Il Procedimento penale n. 45/2019 RGP davanti al Tribunale vaticano si concentra sull’investimento della Segreteria di Stato in un edificio di lusso al numero 60 di Sloane Avenue a Londra. Tuttavia, include anche molti altri reati, tanto che è probabile che si terranno tre processi separati. Nel calderone dei dieci imputati e delle quattro società, ad esempio, le vicende del finanziamento, da parte della Segreteria di Stato, di una Caritas in Sardegna – un evento che vede coinvolti il Cardinale Becciu nel suo precedente incarico di Sostituto della Segreteria di Stato [Cardinal Becciu al Convegno della Caritas di Ozieri: «Sì, ho aiutato la diocesi ma dove sta lo scandalo? Fiero di avervi dato una mano. Io, voi e la mia famiglia ricoperti di calunnie» – 14 novembre 2021 e Il Vescovo Corrado Melis risponde all’accanimento giudiziario del Promotore di Giustizia vaticano contro la Diocesi sarda di Ozieri – 1° aprile 2022]. E anche la presunta truffa ai danni della Segreteria di Stato da parte di un consulente, un caso per cui finisce anche sul banco degli imputatati il Cardinale Becciu [Marogna: non fu arresto ma sequestro persona. Becciu: scuse dovute per attacco mediatico montato sul nulla. Faro di Roma: scambio email Marogna-Parolin – 6 febbraio 2021].

Il centro di tutto, però, è proprio l’investimento nell’immobile di Londra, che la Segreteria di Stato affida prima a un intermediario, Raffaele Mincione, e poi a un altro, Gianluigi Torzi, al quale vende mille azioni dell’immobile che sono comunque gli unici aventi diritto di voto. Per salvare l’investimento, la Segreteria di Stato decide di rilevare le azioni di Torzi e di assumere il controllo completo dell’edificio. Dopo una lunga trattativa, non esente da momenti di tensione, ci riesce, il che porta a pagare a Torzi un’indennità di 15 milioni euro.

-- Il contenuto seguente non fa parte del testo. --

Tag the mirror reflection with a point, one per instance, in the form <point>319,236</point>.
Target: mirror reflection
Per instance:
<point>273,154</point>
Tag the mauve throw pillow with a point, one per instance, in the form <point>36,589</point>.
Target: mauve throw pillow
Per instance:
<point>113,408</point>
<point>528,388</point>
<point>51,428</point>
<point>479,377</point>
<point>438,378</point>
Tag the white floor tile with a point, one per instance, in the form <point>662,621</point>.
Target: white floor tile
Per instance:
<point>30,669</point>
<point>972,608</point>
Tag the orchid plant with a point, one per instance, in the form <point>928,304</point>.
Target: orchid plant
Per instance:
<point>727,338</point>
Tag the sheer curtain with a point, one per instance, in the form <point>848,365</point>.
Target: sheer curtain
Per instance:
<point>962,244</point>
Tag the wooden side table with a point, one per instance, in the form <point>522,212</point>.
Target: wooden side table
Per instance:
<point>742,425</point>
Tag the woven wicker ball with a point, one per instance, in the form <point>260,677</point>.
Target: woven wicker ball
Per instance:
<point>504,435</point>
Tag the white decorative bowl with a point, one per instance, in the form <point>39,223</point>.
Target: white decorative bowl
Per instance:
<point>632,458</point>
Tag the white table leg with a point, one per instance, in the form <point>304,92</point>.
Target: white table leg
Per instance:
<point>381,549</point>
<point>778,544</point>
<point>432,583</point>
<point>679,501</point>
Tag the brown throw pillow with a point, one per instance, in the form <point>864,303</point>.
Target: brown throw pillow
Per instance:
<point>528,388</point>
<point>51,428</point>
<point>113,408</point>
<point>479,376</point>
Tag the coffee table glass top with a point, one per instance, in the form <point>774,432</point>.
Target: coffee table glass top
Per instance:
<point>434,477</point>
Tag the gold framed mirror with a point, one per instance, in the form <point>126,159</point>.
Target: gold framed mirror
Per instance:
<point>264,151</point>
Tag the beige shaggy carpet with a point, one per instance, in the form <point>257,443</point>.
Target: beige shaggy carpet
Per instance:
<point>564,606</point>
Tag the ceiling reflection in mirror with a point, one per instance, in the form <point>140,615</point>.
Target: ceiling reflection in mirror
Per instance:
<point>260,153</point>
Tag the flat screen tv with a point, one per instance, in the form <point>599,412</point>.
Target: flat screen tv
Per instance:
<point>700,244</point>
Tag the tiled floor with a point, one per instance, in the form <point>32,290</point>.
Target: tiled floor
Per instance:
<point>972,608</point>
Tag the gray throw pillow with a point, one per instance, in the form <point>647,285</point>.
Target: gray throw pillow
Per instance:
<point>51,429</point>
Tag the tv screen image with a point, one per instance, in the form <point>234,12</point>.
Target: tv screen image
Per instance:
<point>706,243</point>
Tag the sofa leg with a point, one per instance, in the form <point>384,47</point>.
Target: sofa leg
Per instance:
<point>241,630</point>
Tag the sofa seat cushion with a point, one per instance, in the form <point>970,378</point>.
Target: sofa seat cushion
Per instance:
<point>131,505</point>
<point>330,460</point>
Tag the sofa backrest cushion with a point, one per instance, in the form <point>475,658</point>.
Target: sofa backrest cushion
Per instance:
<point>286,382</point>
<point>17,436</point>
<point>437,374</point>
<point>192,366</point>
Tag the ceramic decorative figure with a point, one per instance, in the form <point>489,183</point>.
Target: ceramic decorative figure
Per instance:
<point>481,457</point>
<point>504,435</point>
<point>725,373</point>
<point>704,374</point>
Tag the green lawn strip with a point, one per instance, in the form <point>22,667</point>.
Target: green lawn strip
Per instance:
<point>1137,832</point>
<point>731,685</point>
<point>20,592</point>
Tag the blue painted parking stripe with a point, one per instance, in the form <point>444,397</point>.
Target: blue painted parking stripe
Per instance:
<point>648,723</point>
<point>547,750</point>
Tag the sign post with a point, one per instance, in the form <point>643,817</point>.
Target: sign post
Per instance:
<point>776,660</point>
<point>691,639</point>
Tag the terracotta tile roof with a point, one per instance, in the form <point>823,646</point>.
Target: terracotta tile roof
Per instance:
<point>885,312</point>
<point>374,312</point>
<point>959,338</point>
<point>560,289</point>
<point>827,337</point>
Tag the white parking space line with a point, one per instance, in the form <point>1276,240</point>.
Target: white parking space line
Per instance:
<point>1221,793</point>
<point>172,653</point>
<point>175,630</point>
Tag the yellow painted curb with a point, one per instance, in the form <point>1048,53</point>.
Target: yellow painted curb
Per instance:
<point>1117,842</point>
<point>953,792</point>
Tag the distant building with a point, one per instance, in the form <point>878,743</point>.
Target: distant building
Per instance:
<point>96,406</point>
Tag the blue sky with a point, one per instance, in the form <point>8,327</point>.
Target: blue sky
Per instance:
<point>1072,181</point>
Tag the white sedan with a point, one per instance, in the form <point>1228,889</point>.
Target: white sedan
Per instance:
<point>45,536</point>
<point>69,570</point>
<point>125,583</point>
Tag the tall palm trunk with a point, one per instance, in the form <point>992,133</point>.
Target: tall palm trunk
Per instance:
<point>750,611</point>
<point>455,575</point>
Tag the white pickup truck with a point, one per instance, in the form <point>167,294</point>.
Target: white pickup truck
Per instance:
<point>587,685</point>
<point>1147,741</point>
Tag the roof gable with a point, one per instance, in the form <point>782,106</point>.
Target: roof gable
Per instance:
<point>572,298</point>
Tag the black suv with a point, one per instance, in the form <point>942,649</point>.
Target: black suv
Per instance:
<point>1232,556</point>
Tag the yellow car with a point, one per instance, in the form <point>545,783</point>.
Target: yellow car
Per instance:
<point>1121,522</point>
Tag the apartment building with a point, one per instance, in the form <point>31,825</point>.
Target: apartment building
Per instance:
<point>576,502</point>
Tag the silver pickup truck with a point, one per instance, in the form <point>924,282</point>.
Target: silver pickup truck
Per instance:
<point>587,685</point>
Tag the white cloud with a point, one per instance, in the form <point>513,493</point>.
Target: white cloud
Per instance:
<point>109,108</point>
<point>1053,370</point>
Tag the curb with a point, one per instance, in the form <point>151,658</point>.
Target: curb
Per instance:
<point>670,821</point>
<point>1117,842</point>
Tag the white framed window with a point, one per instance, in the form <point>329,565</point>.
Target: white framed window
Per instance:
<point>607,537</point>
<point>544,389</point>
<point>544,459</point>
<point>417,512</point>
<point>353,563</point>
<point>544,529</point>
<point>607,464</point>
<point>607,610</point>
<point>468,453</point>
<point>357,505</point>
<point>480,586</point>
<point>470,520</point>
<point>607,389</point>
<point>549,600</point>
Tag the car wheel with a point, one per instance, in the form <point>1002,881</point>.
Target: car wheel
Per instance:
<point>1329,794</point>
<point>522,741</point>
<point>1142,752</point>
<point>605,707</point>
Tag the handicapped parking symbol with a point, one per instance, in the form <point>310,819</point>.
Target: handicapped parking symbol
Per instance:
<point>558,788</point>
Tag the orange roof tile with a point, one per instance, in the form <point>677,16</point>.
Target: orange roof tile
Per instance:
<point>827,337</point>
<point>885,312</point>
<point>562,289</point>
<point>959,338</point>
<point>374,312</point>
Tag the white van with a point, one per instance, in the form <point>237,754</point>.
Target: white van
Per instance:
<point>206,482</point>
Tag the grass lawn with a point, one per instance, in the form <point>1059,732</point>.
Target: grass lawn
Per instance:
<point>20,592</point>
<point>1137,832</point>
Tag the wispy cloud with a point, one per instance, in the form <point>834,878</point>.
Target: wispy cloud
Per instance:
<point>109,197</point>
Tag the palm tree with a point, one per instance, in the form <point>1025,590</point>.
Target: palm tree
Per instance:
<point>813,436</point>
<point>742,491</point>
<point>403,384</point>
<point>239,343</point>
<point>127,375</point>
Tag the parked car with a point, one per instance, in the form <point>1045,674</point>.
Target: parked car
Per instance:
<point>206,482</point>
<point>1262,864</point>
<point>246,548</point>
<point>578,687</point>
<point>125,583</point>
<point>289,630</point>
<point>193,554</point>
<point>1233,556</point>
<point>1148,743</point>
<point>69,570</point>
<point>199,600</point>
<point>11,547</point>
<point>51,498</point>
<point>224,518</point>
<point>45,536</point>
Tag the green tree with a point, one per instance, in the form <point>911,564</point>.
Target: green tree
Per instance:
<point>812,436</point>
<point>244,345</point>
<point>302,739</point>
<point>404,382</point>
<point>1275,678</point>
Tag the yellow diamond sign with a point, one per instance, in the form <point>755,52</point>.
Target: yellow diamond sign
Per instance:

L’accusa sostiene che Torzi abbia compiuto un’estorsione al Vaticano; che i funzionari coinvolti sarebbero stati infedeli perché avrebbero coinvolto intermediari che si erano arricchiti a spese della Santa Sede; che gli stessi mediatori hanno commesso un delitto per aver ingannato la Santa Sede; e che altre Istituzioni della Santa Sede ne avrebbero perso le tracce o avrebbero lasciato che tutto come fosse.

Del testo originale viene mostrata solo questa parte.